EUS-guided hepaticogastrostomy (EUS-HGS) and EUS-guided choledochoduodenostomy with transluminal stenting (EUS-CDS).
Risk factors for postprocedure and late adverse events and clinical outcomes of EUS-BDS.
The overall technical and functional success rates, respectively, in the EUS-BDS group were 96.5% (intention-to-treat, n = 55/57) and 89% (per-protocol, n = 49/55). Postprocedure adverse events developed after EUS-BDS in 11 patients (20%, n = 11/55). This included bile peritonitis (n = 2), mild bleeding (n = 2), and self-limited pneumoperitoneum (n = 7). In multivariate analysis, needle-knife use was the single risk factor for postprocedure adverse events after EUS-BDS (odds ratio 12.4; P = .01). A late adverse event in EUS-BDS was distal stent migration (7%, n = 4/55). The mean stent patencies with EUS-HGS and EUS-CDS were 132 days and 152 days, respectively.
Single-operator performed, nonrandomized study.
EUS-HGS and EUS-CDS may be relatively safe and can be used as an alternative to PTBD after failed ERCP. Both techniques offer durable and comparable stent patency. The use of a needle-knife for fistula dilation in EUS-BDS should be avoided if possible.
超声内镜引导下胆道引流术(EUS-BD)已被提议作为经内镜逆行胰胆管造影术(ERCP)失败后经皮经肝胆道引流术(PTBD)的有效替代方法。迄今为止,EUS-BD 联合经腔内支架置入术(EUS-BDS)的不良事件和长期结果的危险因素尚未得到充分探讨。

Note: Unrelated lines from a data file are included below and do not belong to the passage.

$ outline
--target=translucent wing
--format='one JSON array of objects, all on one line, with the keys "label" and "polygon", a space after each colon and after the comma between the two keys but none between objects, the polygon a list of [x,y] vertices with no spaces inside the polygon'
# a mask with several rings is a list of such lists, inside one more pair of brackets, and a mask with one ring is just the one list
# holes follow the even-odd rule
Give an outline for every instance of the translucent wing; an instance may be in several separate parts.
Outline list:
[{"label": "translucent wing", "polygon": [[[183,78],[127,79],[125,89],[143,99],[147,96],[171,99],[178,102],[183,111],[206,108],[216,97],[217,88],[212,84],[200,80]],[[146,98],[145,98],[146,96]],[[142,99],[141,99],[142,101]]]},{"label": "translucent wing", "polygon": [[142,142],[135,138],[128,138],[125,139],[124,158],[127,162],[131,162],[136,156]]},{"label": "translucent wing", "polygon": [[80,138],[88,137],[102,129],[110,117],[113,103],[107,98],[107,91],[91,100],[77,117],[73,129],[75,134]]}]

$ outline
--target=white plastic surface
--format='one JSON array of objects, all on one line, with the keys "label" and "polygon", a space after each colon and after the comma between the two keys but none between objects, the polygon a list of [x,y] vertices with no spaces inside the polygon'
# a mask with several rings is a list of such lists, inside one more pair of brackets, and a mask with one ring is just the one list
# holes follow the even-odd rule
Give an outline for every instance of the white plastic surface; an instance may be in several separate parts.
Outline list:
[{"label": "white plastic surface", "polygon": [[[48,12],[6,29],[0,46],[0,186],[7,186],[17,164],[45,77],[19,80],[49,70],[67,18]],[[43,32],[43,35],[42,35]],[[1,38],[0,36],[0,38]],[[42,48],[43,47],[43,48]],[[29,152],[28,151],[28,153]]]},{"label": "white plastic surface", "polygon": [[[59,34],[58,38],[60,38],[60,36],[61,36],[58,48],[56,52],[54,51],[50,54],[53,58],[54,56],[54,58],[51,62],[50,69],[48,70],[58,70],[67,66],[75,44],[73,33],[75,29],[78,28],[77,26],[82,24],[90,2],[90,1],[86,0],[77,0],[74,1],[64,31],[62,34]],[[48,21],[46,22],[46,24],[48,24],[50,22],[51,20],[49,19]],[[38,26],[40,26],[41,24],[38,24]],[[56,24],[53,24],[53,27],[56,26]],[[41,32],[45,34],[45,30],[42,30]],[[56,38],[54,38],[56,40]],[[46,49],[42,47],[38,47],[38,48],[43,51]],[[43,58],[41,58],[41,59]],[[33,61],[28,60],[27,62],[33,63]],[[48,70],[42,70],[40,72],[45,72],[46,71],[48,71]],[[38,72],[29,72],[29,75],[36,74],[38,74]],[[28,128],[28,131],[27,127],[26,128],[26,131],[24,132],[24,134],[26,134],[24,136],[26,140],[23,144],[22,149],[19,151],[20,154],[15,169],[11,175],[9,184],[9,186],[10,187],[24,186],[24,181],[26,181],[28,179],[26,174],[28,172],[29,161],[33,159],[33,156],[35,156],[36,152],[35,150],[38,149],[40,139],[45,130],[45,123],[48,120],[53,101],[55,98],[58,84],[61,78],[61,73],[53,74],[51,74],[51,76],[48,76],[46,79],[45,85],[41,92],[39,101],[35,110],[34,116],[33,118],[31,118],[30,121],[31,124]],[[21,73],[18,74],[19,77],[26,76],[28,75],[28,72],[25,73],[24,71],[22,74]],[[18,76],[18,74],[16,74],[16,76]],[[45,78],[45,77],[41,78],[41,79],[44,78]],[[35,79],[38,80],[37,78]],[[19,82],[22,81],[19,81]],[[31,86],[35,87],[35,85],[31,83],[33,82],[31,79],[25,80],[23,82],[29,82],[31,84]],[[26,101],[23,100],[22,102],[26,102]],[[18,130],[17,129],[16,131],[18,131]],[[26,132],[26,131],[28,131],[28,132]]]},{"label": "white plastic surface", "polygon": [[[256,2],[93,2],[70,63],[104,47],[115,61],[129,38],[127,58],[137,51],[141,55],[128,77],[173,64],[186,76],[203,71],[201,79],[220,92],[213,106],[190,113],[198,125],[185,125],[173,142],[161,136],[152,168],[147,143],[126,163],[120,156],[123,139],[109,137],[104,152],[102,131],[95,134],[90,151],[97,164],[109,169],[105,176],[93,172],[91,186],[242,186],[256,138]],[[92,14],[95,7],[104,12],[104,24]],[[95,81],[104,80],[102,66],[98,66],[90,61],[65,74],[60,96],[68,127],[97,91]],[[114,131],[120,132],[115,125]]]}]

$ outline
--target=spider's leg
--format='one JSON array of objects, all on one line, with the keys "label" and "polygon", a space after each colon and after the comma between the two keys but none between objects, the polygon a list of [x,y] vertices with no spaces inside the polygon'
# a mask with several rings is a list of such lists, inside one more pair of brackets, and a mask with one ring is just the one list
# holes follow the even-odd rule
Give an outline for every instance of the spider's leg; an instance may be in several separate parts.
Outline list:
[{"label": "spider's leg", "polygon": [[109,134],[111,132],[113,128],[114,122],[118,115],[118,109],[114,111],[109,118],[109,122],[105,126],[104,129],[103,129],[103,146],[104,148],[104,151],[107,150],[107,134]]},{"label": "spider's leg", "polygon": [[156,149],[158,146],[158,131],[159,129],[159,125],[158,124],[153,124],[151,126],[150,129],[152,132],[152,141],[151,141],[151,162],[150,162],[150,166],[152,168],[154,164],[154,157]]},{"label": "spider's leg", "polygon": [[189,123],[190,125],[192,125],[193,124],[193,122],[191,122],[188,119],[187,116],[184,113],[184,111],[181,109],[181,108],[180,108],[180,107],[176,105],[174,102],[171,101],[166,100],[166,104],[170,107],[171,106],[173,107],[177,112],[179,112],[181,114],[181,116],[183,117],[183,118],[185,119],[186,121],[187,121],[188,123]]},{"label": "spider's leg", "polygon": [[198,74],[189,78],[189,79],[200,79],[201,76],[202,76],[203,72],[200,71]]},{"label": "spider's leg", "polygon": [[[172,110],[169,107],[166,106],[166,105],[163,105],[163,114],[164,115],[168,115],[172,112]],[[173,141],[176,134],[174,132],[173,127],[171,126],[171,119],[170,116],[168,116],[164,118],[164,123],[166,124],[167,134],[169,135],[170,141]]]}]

评估 EUS-BDS 不良事件和长期结果的危险因素。
前瞻性随访研究。
三级保健学术中心。
这项研究涉及 57 例因恶性或良性胆道梗阻而行 ERCP 失败后接受 EUS-BDS 的连续患者。
超声内镜引导下肝胃吻合术(EUS-HGS)和超声内镜引导下经腔内胆管十二指肠吻合术联合经腔内支架置入术(EUS-CDS)。
EUS-BDS 术后和晚期不良事件以及 EUS-BDS 的临床结果的危险因素。
EUS-BDS 组的总体技术和功能成功率分别为 96.5%(意向治疗,n = 55/57)和 89%(方案,n = 49/55)。EUS-BDS 后 11 例(20%,n = 11/55)患者发生术后不良事件。这包括胆汁性腹膜炎(n = 2)、轻度出血(n = 2)和自限性气腹(n = 7)。多变量分析显示,使用针刀是 EUS-BDS 术后不良事件的单一危险因素(比值比 12.4;P =.01)。EUS-BDS 的晚期不良事件为远端支架移位(7%,n = 4/55)。EUS-HGS 和 EUS-CDS 的平均支架通畅时间分别为 132 天和 152 天。
单操作员进行,非随机研究。
EUS-HGS 和 EUS-CDS 相对安全,可作为 ERCP 失败后 PTBD 的替代方法。两种技术均提供持久且可比的支架通畅率。如果可能,EUS-BDS 中应避免使用针刀进行瘘管扩张。